Notably, each heterogeneous graph partition is stored as a homogeneous DGL graph, but with special node data fields that tell you its node type (and nodetype-specific ids).

Are there any implications/limitations I should be aware of with storing heterogeneous graphs as a homogeneous graph? For instance, I can imagine that current DGL metapath-based random walks wouldn’t work on this homogeneous graph.

Related: is it possible to take this homogeneous graph, and convert it to its equivalent heterogeneous graph, so that we can work with it in its “natural” way? Or are there limitations/considerations that I’m overlooking?

Rhett-Ying · February 14, 2022, 3:18am

Are the stored homogeneous graph is for distributed training?
If yes, I think following the graph structure in compact_g2(dgl/convert_partition.py at 3b34a5a7ec2f996e1e287abcac8697c4658ab318 · dmlc/dgl · GitHub) should be ok. The fields such as inner_node, NID and so on is required when instantiating DistGraphServer.
If not, it mainly depends on how will the homo graphs be used, I think.

I think it’s possible to convert the homo graph to hetero, bu the limitation/consideration depends on how will the hetero be used? as the homo graphs are partitions from an original heterograph, are there any connections between converted hetero partitions?
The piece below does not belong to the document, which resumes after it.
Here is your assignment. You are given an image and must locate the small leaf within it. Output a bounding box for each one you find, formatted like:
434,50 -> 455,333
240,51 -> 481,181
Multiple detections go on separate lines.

erickim555 · February 14, 2022, 4:41am

Are the stored homogeneous graph is for distributed training?
I think it’s possible to convert the homo graph to hetero, bu the limitation/consideration depends on how will the hetero be used?

I’m looking to support training heterogeneous (eg metapath-based) graph DNN models (like GraphSage/PinSage) on large-scale heterogeneous graphs (eg 10B+ nodes, edges). Since graphs beyond 10B+ nodes/edges are too large to fit on a reasonable machine, I’ll need to shard the graph (eg graph partitioning).
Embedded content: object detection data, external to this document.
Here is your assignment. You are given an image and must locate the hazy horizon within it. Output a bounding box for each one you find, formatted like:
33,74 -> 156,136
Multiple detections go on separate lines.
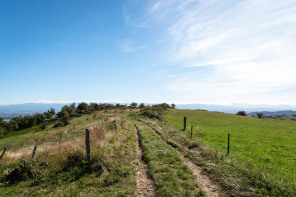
0,0 -> 296,106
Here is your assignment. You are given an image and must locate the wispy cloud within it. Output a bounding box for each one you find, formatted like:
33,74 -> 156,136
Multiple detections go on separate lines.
119,39 -> 145,53
123,0 -> 296,103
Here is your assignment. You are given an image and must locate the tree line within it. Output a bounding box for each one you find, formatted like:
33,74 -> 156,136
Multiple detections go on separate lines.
0,102 -> 176,137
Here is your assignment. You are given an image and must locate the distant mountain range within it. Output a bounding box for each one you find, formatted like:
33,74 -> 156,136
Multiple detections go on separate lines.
177,103 -> 296,114
0,103 -> 296,119
247,110 -> 296,116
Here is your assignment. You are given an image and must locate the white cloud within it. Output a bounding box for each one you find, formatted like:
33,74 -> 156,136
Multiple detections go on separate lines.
119,39 -> 145,53
123,0 -> 296,104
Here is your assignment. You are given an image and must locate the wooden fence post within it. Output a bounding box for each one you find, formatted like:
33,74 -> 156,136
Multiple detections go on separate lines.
227,133 -> 230,155
32,145 -> 37,159
0,147 -> 6,159
183,117 -> 186,131
85,129 -> 90,162
59,133 -> 62,154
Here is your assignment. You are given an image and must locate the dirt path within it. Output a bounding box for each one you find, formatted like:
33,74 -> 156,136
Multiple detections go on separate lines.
142,122 -> 222,197
135,124 -> 155,197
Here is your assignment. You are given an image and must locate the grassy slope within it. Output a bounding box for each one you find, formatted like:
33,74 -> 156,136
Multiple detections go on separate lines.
0,116 -> 136,196
137,123 -> 204,196
166,110 -> 296,194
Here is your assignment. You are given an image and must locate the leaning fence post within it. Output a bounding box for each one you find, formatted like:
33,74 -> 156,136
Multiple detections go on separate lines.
32,145 -> 37,159
85,129 -> 90,162
0,147 -> 6,159
227,133 -> 230,155
59,133 -> 62,155
183,117 -> 186,131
As methods like GraphSage/PinSage need to perform (metapath-based) random walks on this distributed heterogeneous graph, I was a little surprised to see that DistDGL represents each graph partition as a homogeneous graph, rather than fully-fledged heterogeneous graphs. To me, the most natural thing to do would be to have DistDGL represent each graph partition as a heterogeneous graph, to enable the full heterogeneous graph API.

Rhett-Ying · February 14, 2022, 6:31am

Unfortunately, current impl of DistDGL is highly coupled with existing homo-partitions. The most natural thing you expect is interesting and please let me discuss it within my team.
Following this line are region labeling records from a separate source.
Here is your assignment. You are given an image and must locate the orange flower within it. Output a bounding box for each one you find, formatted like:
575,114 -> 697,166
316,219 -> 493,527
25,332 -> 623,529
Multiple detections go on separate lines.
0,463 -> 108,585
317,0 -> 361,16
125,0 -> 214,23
zhengda1936 · February 14, 2022, 9:52pm

We can store a heterogeneous graph with one CSR (homogeneous graph format) or multiple CSRs (heterogeneous graph format). We can potentially implement metapath-based random walk on the one-CSR format.

system · March 16, 2022, 9:52pm

This topic was automatically closed 30 days after the last reply. New replies are no longer allowed.